Cantua-Herrera also said the pills were not his, but then said “it was both he and his wife’s idea” to transport the pills to Denver, Jamarillo wrote.

Jamarillo said Hernandez’s “cooperation was beyond what I have experienced on similar cases,” and she provided “vital information to continue the investigation beyond Eagle County.”

In August, Hernandez received five years probation after pleading down to a class-3 felony.

Hernandez “cooperated more than Mr. Cantua-Herrera did, and so I suppose that some of those things factored into the negotiations,” Cantua-Herrera’s attorney said on Wednesday, in reflecting on why Hernandez was able to plead down to a class-3 felony, while Cantua-Herrera was only able to plead down to a class-2 felony.

Jorge Cantua-Herrera
Courtesy image

Cantua-Herrera, on Wednesday, was sentenced to five years in the Colorado Department of Corrections after serving 412 days in the Eagle County Detention Center. Five years was the minimum sentence available, and the prosecution called for Cantua-Herrera to serve seven years.

In requesting a harsher sentence for Cantua-Herrera, the prosecution argued that it was not his first time smuggling drugs into Colorado. When Judge Rachel Olguin-Fresquez asked where that information came from, given that Cantua-Herrera, 21, has no prior criminal history, his attorney pointed out that it was information supplied to the authorities by Hernandez.

In issuing Cantua-Herrera the minimum sentence of five years, Olguin-Fresquez noted the discrepancy between Hernandez and Cantua-Herrera’s plea bargain agreements, saying Hernandez was “equally culpable in many ways,” yet was able to plead guilty to a class-3 felony, while Cantua-Herrera was only offered a class-2 felony.

“But it looks like that was the agreement,” Olguin-Fresquez said. “Mr.
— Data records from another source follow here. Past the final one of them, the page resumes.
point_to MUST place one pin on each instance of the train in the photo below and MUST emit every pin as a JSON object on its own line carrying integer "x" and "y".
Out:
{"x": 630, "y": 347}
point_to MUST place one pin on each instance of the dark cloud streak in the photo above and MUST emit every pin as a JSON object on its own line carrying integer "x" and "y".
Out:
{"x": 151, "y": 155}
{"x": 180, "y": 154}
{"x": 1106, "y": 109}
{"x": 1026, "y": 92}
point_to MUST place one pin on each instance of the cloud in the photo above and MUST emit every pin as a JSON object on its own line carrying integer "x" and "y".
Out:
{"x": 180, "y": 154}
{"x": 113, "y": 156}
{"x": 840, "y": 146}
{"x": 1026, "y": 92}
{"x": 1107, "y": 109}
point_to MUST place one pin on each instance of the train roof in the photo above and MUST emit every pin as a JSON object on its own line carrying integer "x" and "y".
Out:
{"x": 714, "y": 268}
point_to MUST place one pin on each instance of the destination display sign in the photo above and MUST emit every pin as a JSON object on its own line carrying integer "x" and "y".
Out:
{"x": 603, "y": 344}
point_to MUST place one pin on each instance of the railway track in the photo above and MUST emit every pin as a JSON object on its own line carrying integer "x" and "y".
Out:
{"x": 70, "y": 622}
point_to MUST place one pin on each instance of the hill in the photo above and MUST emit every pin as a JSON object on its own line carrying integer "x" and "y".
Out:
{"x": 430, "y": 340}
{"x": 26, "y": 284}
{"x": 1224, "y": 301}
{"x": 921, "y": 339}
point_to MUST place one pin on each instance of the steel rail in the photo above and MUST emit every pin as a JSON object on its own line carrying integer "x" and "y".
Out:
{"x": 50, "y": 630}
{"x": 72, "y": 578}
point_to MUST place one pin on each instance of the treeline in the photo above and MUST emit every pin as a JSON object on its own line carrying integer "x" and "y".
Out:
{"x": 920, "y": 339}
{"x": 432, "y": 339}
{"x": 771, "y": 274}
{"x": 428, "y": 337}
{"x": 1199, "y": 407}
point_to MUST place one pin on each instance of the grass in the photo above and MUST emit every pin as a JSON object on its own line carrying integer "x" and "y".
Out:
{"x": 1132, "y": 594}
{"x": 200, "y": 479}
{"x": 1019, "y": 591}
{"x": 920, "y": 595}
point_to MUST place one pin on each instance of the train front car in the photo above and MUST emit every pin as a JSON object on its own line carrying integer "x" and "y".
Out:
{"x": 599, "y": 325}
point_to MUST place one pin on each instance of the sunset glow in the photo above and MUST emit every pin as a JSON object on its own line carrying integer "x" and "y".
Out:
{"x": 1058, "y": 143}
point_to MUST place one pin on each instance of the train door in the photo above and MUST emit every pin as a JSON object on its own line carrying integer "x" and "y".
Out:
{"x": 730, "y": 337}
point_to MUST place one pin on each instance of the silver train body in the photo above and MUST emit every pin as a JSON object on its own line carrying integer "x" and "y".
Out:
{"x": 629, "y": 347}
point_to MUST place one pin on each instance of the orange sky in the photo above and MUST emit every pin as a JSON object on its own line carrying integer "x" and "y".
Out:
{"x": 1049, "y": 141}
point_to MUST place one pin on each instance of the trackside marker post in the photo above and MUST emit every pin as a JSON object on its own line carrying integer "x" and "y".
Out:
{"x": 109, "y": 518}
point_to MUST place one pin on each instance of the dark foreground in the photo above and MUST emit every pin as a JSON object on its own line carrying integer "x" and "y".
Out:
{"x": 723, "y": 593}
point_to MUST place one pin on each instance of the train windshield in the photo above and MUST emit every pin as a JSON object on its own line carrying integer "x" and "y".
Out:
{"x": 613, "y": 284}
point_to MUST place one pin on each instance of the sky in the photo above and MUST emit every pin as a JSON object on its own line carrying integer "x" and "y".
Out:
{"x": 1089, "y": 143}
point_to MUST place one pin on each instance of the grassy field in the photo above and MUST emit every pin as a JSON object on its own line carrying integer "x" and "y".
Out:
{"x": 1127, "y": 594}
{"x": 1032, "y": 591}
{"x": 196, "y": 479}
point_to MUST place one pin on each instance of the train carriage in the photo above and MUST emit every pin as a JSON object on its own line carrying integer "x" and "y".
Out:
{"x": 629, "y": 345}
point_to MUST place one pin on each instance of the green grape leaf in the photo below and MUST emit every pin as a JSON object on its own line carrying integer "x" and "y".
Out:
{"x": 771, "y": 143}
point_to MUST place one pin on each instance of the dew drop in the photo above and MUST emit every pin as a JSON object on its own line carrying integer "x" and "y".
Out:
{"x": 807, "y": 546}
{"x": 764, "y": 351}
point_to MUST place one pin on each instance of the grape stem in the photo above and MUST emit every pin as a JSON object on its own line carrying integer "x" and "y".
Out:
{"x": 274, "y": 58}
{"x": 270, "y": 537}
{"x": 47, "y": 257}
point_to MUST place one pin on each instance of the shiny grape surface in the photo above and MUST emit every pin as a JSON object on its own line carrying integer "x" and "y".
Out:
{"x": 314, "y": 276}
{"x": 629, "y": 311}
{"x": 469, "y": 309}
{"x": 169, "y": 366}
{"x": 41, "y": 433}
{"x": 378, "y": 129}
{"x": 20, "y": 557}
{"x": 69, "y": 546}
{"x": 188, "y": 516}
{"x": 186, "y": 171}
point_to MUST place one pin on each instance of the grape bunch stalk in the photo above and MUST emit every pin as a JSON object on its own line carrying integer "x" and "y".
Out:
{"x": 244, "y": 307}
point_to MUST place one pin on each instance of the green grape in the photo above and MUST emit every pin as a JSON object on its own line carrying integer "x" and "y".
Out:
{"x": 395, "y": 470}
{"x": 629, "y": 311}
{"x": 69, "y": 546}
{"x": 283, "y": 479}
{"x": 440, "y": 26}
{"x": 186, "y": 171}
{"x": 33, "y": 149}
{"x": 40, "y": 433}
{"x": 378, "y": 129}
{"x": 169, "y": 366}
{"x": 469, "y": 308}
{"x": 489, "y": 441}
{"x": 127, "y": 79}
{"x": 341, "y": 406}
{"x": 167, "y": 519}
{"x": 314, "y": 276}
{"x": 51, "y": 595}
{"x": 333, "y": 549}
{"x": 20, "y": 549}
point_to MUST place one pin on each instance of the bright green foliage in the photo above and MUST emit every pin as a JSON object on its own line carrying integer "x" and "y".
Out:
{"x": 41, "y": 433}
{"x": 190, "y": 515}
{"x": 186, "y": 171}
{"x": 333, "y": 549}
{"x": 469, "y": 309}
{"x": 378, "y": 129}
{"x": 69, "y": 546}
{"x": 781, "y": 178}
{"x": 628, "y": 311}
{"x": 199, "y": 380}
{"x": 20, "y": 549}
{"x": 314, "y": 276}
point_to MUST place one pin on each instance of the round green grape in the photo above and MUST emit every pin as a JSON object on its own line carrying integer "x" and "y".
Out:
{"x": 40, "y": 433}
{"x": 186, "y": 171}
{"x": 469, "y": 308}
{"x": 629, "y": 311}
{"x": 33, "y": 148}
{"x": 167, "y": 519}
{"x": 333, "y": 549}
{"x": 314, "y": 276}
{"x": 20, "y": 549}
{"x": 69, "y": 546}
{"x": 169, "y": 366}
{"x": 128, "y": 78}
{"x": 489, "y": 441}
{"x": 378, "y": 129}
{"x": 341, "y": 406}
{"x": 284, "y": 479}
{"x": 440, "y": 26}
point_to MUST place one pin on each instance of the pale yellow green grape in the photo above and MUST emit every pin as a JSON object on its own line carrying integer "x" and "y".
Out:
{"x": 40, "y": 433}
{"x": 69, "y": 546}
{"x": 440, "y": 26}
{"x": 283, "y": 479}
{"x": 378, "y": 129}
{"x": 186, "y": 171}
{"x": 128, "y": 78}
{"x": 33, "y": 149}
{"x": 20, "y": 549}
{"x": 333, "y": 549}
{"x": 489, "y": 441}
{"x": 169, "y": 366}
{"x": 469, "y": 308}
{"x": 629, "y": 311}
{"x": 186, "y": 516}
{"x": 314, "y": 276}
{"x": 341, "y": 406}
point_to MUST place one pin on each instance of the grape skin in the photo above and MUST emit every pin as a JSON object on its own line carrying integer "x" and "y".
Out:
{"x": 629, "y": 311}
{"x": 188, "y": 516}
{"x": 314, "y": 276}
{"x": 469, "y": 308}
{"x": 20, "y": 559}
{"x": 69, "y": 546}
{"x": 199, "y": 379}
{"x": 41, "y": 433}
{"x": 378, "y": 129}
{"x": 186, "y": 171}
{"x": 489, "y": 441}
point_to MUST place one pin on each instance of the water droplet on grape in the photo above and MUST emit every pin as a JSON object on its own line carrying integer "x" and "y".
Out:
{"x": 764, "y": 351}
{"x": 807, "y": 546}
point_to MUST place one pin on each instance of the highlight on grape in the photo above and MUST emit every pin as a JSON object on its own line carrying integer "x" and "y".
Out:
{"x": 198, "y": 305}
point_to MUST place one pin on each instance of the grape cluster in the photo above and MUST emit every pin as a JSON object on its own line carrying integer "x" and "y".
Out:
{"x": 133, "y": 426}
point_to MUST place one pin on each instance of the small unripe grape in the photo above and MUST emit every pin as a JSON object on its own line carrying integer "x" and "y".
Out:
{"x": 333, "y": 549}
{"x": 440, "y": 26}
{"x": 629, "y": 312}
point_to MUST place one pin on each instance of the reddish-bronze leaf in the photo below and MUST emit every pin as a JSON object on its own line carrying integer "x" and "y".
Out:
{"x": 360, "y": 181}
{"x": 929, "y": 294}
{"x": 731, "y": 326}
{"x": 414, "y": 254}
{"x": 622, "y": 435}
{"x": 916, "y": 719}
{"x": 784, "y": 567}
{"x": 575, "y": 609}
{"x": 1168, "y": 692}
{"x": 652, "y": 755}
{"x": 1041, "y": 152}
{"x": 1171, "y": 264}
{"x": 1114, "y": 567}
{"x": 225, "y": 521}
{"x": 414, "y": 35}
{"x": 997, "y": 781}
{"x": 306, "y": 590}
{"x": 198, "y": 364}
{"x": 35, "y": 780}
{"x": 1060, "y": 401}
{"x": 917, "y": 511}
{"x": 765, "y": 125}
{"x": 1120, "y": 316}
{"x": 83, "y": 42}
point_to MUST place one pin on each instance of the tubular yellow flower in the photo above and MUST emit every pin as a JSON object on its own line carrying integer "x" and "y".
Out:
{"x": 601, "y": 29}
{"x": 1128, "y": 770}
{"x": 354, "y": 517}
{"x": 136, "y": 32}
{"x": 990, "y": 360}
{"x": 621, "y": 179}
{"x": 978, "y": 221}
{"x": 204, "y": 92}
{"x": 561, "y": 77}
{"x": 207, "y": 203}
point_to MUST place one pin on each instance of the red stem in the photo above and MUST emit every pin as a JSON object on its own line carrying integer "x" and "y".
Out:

Cantua, you’ve already served well over a year of that Department of Corrections sentence. … I suspect you have a little more time but probably not a full five years because your history does not reflect any aggravation and you’ve been very active in a positive way.”

Olguin-Fresquez said she was attempting “to treat similarly situated defendants in a similar fashion,” in her decision, and was also impressed with the fact that Cantua-Herrera was able to obtain a general equivalency diploma during his more than 400-day incarceration in Eagle County.

“That is an accomplishment many people try and it is hard,” she said. “I appreciate that you’ve done what you can while incarcerated.”